Nelly was dressed in a pair of denim shorts and a loose-fitting tee shirt, her hair pulled back in a messy bun and her cheeks pink. I could immediately see how hard she had been at work at her parents' house by how flush she was.
She first stopped by my side of the table and gave me a peck on the cheek in greeting. "Hey, Sid," she said in a low voice, knowing better than to speak my name too loudly when we were in a public place. "Sorry I'm a little late, but traffic was a little heavier than I thought it would be."
"It's fine," I told her, giving her a smile that I hoped was reassuring but probably looked more strained. My hand slipped into my pocket and grabbed a hold of that black, velvet box, but Nelly grabbed the menu and began to peruse her options before I could go on with my question. Since she was distracted, I made myself let go of it and then I sighed. The moment had to be just right, and I needed her to have her full attention on me.
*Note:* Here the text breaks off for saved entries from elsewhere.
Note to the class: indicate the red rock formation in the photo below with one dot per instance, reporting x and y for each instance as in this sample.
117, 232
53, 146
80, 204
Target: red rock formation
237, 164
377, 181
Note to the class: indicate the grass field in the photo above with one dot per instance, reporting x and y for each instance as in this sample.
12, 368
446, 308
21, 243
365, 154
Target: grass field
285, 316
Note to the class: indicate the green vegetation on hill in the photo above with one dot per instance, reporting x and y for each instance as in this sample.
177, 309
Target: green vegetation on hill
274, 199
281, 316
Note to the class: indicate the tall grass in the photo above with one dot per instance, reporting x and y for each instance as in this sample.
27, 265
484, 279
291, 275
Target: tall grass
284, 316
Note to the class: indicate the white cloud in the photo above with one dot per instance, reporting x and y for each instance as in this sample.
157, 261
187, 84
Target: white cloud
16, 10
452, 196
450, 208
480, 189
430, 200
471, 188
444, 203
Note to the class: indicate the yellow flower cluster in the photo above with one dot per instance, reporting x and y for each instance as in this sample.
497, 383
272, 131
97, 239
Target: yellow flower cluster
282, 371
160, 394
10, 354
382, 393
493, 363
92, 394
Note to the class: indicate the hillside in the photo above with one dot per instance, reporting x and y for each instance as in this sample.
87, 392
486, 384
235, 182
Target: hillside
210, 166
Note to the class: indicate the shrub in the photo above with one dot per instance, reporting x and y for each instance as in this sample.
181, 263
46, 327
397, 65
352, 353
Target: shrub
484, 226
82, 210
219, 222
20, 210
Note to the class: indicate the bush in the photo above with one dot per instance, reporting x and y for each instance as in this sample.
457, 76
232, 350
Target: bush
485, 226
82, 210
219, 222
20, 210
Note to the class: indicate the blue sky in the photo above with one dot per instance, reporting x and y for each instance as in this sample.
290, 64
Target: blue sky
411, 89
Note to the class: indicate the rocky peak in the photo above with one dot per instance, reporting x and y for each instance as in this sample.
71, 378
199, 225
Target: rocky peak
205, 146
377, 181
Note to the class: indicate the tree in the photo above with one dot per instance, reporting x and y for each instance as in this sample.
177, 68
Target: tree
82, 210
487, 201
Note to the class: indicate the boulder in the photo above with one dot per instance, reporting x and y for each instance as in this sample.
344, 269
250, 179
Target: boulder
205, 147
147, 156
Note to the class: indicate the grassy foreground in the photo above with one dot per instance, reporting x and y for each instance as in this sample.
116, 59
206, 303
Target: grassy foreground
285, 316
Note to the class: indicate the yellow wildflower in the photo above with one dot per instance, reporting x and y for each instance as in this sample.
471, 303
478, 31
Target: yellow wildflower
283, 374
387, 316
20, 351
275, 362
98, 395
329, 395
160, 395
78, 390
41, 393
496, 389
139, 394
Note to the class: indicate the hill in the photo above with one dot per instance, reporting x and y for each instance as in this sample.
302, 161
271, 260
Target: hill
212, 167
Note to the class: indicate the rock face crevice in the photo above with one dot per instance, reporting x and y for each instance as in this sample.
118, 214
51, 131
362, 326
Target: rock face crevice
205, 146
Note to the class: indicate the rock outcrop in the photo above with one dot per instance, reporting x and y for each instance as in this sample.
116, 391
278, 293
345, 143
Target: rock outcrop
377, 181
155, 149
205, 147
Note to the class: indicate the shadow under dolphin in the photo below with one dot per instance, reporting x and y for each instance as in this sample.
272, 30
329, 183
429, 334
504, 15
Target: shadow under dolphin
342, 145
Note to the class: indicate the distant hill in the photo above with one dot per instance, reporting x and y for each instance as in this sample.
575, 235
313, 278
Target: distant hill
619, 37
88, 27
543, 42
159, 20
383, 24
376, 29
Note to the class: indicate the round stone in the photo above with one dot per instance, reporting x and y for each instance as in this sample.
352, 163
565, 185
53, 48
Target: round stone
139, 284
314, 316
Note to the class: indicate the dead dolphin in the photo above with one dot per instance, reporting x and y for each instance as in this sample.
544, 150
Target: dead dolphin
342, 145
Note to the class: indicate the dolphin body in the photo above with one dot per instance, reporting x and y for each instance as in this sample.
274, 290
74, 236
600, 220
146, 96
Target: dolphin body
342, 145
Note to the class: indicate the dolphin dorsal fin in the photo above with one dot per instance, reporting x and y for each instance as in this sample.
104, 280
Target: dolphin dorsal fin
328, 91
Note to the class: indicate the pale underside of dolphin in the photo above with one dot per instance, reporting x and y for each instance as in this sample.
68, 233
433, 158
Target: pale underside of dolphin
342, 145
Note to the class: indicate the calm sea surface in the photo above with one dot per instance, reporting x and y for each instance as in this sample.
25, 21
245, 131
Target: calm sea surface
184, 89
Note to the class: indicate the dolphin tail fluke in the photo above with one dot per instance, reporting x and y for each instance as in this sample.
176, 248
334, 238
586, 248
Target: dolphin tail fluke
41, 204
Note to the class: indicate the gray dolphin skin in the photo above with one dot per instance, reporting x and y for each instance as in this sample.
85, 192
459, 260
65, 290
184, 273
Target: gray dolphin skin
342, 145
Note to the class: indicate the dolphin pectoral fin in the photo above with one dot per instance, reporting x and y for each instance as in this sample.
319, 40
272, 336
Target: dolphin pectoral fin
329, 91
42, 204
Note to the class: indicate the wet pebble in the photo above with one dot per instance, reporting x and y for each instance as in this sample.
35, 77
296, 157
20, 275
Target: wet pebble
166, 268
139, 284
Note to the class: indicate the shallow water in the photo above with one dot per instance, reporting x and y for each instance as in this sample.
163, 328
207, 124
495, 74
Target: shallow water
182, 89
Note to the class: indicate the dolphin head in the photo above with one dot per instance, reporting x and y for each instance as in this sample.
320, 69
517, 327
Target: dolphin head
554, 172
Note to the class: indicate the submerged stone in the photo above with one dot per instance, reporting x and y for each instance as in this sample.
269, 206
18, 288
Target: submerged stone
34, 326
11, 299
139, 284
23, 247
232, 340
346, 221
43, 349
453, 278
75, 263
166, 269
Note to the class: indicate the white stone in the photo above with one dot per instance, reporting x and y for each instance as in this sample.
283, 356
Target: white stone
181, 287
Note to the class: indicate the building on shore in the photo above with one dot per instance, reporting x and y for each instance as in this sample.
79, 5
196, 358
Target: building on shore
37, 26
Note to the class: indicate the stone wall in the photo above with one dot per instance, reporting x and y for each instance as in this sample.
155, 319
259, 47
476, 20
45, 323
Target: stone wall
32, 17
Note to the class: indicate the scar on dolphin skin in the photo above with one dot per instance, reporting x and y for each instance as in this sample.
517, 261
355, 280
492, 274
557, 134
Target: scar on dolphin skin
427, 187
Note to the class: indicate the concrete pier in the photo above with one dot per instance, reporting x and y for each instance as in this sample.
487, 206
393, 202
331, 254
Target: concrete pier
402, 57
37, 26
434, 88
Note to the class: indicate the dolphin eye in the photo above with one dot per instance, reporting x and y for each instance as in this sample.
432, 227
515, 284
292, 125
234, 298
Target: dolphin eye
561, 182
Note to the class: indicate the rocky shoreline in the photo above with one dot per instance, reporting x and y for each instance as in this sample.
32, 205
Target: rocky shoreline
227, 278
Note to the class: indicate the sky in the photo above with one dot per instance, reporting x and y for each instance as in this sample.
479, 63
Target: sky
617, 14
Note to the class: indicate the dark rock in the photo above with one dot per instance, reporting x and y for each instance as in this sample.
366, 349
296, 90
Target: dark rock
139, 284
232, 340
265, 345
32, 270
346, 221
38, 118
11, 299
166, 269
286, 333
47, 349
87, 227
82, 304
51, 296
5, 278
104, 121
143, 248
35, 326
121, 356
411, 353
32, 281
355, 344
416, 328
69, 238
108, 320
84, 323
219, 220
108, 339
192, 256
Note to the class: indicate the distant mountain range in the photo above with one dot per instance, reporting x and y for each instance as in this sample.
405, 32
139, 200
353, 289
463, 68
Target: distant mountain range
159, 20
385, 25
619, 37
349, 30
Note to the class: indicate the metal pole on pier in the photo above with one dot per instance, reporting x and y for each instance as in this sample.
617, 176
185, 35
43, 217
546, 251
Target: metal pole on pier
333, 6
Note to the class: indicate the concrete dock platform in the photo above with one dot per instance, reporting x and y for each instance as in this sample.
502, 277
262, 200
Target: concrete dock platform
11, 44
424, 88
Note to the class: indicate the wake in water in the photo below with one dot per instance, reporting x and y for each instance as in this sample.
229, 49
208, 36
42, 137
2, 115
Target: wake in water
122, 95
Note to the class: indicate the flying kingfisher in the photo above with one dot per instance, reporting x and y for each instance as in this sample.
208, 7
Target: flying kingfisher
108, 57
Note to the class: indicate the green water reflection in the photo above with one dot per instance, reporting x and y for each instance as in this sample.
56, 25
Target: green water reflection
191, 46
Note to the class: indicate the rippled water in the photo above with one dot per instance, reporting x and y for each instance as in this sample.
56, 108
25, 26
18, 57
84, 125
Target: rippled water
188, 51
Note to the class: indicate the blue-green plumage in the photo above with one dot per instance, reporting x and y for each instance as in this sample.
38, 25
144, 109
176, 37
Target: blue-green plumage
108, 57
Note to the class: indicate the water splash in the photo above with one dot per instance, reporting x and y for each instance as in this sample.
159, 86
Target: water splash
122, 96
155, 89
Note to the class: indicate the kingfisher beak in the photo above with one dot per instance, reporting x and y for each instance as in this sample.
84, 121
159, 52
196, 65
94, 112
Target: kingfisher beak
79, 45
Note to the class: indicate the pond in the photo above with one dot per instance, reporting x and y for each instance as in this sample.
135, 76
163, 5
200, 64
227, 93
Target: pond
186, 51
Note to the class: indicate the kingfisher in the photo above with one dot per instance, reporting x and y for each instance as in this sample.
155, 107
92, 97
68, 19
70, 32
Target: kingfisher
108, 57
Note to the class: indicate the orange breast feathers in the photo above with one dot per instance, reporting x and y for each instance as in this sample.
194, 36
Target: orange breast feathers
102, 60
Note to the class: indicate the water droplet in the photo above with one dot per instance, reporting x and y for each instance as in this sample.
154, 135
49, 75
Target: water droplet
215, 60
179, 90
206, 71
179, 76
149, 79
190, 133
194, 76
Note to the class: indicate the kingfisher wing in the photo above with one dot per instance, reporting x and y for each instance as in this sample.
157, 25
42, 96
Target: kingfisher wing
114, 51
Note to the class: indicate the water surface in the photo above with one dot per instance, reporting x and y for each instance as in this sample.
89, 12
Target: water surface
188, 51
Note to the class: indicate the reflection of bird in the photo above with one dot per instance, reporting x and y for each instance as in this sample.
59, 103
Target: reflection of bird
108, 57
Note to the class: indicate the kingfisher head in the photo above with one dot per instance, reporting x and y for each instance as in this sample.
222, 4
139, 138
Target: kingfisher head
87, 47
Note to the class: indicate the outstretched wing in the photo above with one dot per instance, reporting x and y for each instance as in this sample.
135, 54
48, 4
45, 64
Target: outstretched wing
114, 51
"Geez, Sid, it was only three minutes," she started, raising her eyebrow but not bothering to look up from the menu. "If you were that hungry, you could have ordered without me."
"Huh? Oh, no," I replied, trying to cover up and explain away my sigh. This had to start off right, and I couldn't have her thinking that I was upset that she was only a few minutes late for our dinner date. "I haven't even decided what I want yet." That was a total lie. I couldn't eat; I was too nervous to be able to even think about food. She continued to glance over her options, so I made small talk to wait until she had made up her mind. "How're your parents?"
"Good. We almost finished today, actually. I'm really trying to encourage them to donate or throw away a lot of the junk in the basement. They still have some of my baby toys and clothes that they don't need to keep, but they just don't want to get rid of anything."
"Well, maybe they're keeping that stuff for their grandkids," I mused aloud. I waited for her reaction to that statement, as an indication of how my proposal would go over. After all, once you get married, starting a family becomes the next step in the natural progression of a relationship.
"I guess," she said absentmindedly. "But they keep saying they want to get rid of the junk in their basement, and it seems like every box we go through, they say, 'Oh, but we're saving that.' It's frustrating because I'm trying to help and be the voice of reason, but they won't listen."
It didn't even seem to register with her, but I didn't let that discourage me. She was a little flustered and too busy studying the paper in front of her. I let it slide. "Well, I'm sure all that stuff has memories attached to it."
She shrugged but didn't say anything else. I changed subjects. "So, what do you think you'll get?"
"Hmm, I'll probably just get the steak salad. It's what I always get here, but that's just because it's that good."
"Yeah, I remember," I said, starting to look over my menu, too.
Nelly looked up and looked at me carefully. "What do you remember?"
"Steak salad. That's what you ordered the day we met."
"The day we.... Wait, you remember what I ordered that day?"
I laughed at her. "Of course I remember that. In fact, you were sitting at this very booth, on that very same side of the table."
She cocked her head to the side and crinkled her face up as she examined my face. "You're right. Oh my God, I can't believe you remember that!"
"I remember a lot of things," I said, reaching deep into my pocket with my right hand, taking a deep breath and preparing myself to ask the big question.
That is, until the waitress stopped at our table, her pad of paper and pen poised to take our orders. "Have yinz guys decided what you want?"
I sighed again and sat back in my seat as the woman who was still just my girlfriend read her meal selection off the menu and I continued to wait for the right moment.